Foto: BMNT - Gruber

Regierung korrigiert gesetzliche Haftung auf den Almen

In den vergangenen Wochen hat das erstinstanzliche Urteil gegen einen Tiroler Landwirt nach einer Kuh-Attacke mit tragischem Ausgang für Aufsehen gesorgt. Heute präsentierten Bundeskanzler Sebastian Kurz, Landwirtschafts- und Tourismusministerin Elisabeth Köstinger, Gesundheitsministerin Beate Hartinger-Klein und LK Österreich-Präsident Josef Moosbrugger im Rahmen einer Pressekonferenz den „Aktionsplan für sichere Almen“. „Das Problem ist größer als der Fall, der vor einigen Wochen bekannt wurde. Es geht um das gute Miteinander von Landwirtschaft und Tourismus auf Österreichs Almen. Dieses Miteinander wollen wir mit dem vorgelegten Aktionsplan ebenso stärken wie die Eigenverantwortung, die alle Besucher unserer Naturlandschaften tragen. Landwirtschaft und Tourismus brauchen einander. Die Bauern bewirtschaften unsere Naturlandschaften, die Gäste bringen Wertschöpfung in jene Regionen, für die der Tourismus lebensnotwendig ist“, betonte Bundeskanzler Kurz.

Rund 8.000 bewirtschaftete Almen und fast 25.000 auftreibende Betriebe in Österreich seien unverzichtbar für die Landwirtschaft, aber auch für den Tourismus. „Ohne Weidewirtschaft wären die Almen für den Tourismus nicht nutzbar. Für uns ist daher klar: Wir brauchen Lösungen, die für die Landwirtschaft umsetzbar sind und zugleich die Eigenverantwortung unserer Gäste stärken“, unterstrich Bundesministerin Köstinger.
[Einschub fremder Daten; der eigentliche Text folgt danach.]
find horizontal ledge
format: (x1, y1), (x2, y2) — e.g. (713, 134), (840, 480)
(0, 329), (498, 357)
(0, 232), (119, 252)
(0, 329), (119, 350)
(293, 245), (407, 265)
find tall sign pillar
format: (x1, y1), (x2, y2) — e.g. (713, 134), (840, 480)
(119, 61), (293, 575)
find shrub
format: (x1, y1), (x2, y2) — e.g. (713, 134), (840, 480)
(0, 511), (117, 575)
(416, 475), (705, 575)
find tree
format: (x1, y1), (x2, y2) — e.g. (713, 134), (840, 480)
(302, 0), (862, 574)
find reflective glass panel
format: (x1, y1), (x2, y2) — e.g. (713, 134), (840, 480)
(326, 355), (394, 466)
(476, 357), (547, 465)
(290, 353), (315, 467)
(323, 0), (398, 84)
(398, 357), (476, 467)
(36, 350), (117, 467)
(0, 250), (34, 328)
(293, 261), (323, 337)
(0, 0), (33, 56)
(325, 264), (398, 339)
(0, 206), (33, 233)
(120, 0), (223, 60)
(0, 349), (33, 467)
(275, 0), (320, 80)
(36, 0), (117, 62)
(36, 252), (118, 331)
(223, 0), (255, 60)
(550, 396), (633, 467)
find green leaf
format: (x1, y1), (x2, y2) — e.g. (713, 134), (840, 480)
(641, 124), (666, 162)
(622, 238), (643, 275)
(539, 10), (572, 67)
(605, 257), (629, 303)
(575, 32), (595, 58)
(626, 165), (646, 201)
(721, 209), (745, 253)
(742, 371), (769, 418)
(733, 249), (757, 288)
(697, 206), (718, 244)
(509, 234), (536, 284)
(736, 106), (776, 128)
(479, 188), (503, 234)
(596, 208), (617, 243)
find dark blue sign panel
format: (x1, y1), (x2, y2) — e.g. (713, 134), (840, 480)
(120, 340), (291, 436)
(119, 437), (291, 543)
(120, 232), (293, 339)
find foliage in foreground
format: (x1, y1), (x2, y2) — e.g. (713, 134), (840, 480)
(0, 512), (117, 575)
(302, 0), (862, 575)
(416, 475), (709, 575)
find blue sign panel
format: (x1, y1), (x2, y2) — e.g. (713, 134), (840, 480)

Neben einem Verhaltenskodex für Wanderer und Touristen sowie einem Ratgeber für die Alm- und Weidewirtschaft sieht der Aktionsplan auch eine Änderung im Allgemeinen Bürgerlichen Gesetzbuch (ABGB) vor. Hier soll eine Präzisierung der Tierhalterhaftung durch die Einfügung eines neuen Absatzes in den § 1320 ABGB erfolgen, der eine Interessenabwägung im Bereich der Alm- und Weidehaltung vorsieht. Zur Bewertung zukünftiger Fälle soll der Verhaltenskodex für die Nutzung von Almen herangezogen werden. „Damit haben wir einen einheitlichen Rahmen für das Verhalten auf Almen und Weiden, auf den sich Personen, Behörden und Gerichte direkt beziehen können. Das stärkt die Eigenverantwortung der Besucher und bringt mehr Rechtssicherheit für alle“, so Köstinger. Der entsprechende Gesetzesentwurf werde derzeit mit dem Justizministerium erarbeitet und solle bereits in den nächsten Wochen in Begutachtung gehen.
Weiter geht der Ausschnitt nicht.